This is my very first post in the big, somewhat intimidating world of food blogging, but I am proud to say that it was the awesomeness of this recipe that was just begging to be shared that finally pushed me to publish something.
Now, this is not a post about blogger Christine. It is a recipe, so how about a proper food introduction?
The French love to use fruit in an open-faced pie form. France, as well as many countries in Western Europe also love to use almonds, marzipan and almond cream in their pastries. One of my favorite morning splurges is the Almond Croissant-although I haven’t had one since the cold, drizzly winter months. Now, this recipe is not really a pie, but I’m not sure I’d classify it as a pie..so it’s going to be called a fruit tarte-I think the lovely color contrasts and swirly design make a poignant case for such a frilly name.

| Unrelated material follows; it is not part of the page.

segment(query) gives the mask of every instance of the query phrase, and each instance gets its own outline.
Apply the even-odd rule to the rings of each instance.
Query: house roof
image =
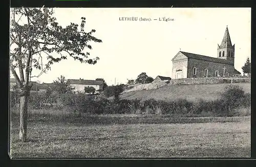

It reminded me of something I might get in the French version of a coffee house-picture outdoor patios in quaint little squares and small espressos, capuccinos and the odd pot of tea.
Except, I can make it at home. I can even give it a slightly more American twist and add a scoop of vanilla ice cream and let it melt lazily into a slice taken hot from the oven. And it is just so easy to make, because you don’t even have to wash your food processor in between steps.
Without any further ado…I give you….
Please note that this recipe is by weight-I generally use my trusty cups that travel the world with my family and me, however I was on vacation when I made this and so weight is all I have.
-120 g/4 oz butter, room temp.
-120 g/4 oz. powdered sugar
-4 egg yolks
-300 g/10.5 oz flour
-A pinch of salt
-140 g/5 oz. almond powder
Mix everything in a food processor and spoon into your greased pie plate. My recipe was a bit liquid for this to be called a true shortbread crust, but there was a definite difference in this and the almond cream-even when cooked. You could do this without a food processor, you would start by creaming the butter, sugar, vanilla, almonds and salt. Then you would add the eggs and end by slowly adding the flour.
-180 grams/6.5 oz almond powder
-180grams/6.5 oz butter
-200 grams/7 oz. powdered sugar
-Mix with a food processor and spoon and smooth over the pie crust. You can also do this without a food processor if you cream the butter, almond powder and powdered sugar first and add the eggs last, one by one.
4 large plums, 3 apples, enough fruit of your choosing to cover the top of the pie. Cut in slices. Then, distribute over the pie, using the picture as an example, or scattering in any way you wish.
Bake 25-30 minutes at 200°C/400°F, or until golden brown on top!